Here's the beginning of a letter I'll (soon) send out to family and friends, some ideas which I've posted here before.
There is generally nothing more boring, especially for those who weren't on the trip, as a letter about one's vacation. But I know my powers of speech will fail if anyone asks how it was, and I'll be able to offer little else but a tongue-tied "amazing." So, instead, here are some brief (I promise) impressions of the Hanukkah week I just spent in Israel with [my congregation], my first visit ever.
I expected this trip to be about the place and people, and my community--and it was all those things--but mostly it was about me. All my ideas about Israel have been challenged, and most of them changed.
As some of you know, I got on the plane with mixed feelings. Israel wasn't part of the conversation when I was growing up, even though I attended an Orthodox Hebrew school (a really bad one) and my father prayed three times a day. We were concerned with the here and now, and Israel seemed to represent a place, like the Eastern Europe of my grandparents, from which we needed to move on. We sponsored trees and gave tzedaka, but out of a sense of duty rather than passion.
After many years during which I rarely set foot in a synagogue, I joined [...] and discovered I really did like being Jewish. But I still didn't understand the Israel part, and the more involved I became in Jewish life, the more this gap felt like a chasm between myself and the rest of my community. Israel was a color on a map, an angry paragraph in the newspaper. I had no sense of its people or soul. I felt like I was missing a point that everyone around me seemed to get it in a very profound way, and began to wonder if I was even capable of understanding. What right did I have to stand at the bima and chant Torah if I was unable to comprehend the central message of the whole story?

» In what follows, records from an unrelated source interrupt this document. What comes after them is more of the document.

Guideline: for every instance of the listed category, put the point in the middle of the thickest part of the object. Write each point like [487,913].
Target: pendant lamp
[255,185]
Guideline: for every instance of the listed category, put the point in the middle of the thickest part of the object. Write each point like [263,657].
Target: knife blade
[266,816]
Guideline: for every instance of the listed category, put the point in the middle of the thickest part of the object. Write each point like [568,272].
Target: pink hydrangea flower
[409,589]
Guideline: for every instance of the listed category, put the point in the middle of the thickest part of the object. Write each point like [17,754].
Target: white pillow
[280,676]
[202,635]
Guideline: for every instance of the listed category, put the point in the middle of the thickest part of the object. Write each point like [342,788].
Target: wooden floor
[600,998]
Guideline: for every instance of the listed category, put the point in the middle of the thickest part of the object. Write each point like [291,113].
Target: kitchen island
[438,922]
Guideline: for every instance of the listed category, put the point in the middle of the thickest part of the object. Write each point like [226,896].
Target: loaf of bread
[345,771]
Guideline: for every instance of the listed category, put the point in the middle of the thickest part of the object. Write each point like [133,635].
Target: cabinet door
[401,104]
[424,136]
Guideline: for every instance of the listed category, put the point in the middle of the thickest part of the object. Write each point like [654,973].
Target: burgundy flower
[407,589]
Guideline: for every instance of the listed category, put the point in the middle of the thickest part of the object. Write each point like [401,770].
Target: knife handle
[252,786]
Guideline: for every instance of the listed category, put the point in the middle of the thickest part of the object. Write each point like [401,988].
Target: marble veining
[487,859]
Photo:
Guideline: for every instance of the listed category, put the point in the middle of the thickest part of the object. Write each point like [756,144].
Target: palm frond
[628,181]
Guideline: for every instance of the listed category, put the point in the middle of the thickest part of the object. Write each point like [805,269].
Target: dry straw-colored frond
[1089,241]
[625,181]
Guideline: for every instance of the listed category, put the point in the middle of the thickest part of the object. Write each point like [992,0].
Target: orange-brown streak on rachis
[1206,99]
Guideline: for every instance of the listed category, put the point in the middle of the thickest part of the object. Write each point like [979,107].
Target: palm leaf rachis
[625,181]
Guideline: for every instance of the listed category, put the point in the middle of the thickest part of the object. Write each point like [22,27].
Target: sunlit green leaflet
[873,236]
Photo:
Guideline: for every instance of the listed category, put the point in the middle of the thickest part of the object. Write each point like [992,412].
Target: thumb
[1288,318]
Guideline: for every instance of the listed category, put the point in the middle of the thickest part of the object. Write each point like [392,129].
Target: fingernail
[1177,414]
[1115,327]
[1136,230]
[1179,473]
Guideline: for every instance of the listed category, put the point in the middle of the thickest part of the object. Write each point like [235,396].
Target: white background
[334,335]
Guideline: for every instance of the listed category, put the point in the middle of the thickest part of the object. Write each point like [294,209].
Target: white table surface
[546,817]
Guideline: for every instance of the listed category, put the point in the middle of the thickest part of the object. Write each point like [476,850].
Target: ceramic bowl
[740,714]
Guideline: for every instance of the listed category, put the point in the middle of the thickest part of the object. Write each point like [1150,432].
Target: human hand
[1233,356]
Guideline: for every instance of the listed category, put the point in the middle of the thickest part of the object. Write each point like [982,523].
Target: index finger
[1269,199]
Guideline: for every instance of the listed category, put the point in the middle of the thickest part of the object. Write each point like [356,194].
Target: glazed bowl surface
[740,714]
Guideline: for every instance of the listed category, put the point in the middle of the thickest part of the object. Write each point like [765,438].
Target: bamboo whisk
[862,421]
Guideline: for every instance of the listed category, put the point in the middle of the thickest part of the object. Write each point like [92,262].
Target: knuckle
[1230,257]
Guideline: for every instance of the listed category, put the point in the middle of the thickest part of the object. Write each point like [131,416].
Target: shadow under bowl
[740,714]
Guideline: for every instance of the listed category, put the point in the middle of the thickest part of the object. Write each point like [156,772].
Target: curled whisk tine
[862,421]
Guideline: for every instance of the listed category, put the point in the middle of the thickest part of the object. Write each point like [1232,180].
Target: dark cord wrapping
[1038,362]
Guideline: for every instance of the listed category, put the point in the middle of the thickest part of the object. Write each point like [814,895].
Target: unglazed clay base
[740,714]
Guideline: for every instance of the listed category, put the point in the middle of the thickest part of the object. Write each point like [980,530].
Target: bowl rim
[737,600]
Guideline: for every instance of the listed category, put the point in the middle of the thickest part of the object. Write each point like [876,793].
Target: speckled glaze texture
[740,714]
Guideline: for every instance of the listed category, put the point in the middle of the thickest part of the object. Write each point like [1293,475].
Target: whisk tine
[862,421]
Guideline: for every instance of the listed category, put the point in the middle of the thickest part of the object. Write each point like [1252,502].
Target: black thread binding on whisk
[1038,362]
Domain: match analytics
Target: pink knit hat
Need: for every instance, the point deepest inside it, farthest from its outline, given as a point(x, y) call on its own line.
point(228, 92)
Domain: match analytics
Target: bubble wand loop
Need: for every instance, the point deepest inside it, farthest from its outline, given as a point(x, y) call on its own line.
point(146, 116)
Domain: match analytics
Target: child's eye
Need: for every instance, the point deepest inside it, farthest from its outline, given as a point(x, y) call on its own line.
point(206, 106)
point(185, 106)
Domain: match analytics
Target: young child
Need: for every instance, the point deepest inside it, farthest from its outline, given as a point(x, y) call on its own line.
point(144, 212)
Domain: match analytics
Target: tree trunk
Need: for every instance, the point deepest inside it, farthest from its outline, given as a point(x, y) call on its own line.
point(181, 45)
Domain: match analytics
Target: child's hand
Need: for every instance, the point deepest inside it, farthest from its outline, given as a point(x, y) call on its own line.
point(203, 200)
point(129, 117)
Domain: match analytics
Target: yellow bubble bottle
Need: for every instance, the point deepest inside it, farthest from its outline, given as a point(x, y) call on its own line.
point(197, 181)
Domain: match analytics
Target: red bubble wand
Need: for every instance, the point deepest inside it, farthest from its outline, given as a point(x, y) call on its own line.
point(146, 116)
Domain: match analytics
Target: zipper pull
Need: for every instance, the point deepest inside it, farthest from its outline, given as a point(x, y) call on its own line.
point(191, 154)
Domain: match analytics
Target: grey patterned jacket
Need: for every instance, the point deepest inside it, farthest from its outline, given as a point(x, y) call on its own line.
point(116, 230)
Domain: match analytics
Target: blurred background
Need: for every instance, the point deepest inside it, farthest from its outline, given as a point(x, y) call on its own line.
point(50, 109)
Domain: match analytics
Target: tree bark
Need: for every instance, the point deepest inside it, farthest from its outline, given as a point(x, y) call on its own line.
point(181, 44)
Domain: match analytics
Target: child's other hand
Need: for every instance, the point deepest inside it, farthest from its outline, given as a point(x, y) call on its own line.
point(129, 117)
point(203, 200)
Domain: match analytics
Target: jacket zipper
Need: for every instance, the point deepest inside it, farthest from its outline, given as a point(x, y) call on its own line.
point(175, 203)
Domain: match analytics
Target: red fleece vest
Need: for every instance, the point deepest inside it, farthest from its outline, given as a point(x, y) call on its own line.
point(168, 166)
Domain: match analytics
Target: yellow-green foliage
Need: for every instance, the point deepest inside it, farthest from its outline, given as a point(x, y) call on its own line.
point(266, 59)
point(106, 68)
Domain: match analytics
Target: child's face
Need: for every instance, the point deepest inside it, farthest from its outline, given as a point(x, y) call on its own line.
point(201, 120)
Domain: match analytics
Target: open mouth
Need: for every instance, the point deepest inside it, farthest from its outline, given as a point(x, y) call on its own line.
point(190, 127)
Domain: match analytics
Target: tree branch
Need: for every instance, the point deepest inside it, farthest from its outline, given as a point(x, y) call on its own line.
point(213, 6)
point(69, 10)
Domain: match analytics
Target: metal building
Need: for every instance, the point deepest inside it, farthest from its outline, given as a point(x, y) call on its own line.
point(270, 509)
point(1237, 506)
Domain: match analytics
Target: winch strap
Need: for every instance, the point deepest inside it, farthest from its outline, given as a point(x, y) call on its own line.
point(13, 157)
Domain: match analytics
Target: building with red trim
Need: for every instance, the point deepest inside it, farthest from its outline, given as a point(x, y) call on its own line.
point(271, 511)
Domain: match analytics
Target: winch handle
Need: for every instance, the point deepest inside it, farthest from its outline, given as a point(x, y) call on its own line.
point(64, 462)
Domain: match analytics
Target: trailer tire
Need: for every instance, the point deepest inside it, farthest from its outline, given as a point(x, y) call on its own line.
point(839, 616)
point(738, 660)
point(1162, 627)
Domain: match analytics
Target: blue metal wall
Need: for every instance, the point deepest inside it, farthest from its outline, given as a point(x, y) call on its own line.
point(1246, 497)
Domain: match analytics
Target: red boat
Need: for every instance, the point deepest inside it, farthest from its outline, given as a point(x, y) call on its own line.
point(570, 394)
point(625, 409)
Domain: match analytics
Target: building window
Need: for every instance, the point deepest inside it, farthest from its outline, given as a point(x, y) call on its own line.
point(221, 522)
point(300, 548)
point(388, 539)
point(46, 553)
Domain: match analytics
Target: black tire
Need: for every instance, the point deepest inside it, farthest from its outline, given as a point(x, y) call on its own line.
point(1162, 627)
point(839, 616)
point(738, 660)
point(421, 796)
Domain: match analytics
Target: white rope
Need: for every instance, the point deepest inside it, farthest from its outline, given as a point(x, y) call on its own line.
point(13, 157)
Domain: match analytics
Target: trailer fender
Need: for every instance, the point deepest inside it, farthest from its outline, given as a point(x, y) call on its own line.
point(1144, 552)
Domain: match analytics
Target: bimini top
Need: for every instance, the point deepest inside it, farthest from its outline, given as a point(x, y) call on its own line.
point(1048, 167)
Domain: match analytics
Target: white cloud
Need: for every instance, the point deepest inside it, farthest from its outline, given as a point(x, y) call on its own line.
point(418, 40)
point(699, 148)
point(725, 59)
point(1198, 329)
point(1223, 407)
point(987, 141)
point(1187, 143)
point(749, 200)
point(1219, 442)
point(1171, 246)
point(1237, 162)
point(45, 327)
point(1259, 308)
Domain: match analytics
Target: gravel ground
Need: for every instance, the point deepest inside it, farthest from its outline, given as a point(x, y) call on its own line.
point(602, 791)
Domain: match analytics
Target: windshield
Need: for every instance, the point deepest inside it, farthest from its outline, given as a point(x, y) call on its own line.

Until the we reached the end of the runway, I wasn't fully convinced I'd get there, or even sure I was supposed to be there at all. I started to change my mind after we landed and I saw Hebrew signs and mezzuzot in the airport. You'll be amazed, my friends had said; everyone in this country speaks in the language of prayerbooks! But I wasn't surprised at all. It seemed completely natural, familiar. I know very little Modern Hebrew, but recognized "Exit/Yetziah" --as in "yetziat Mitzrayim," the exodus from Egypt--in red above all the doorways. This was the language--a whole country full of it--of Shabbat, of secrets and thoughts I admit only to myself and to God.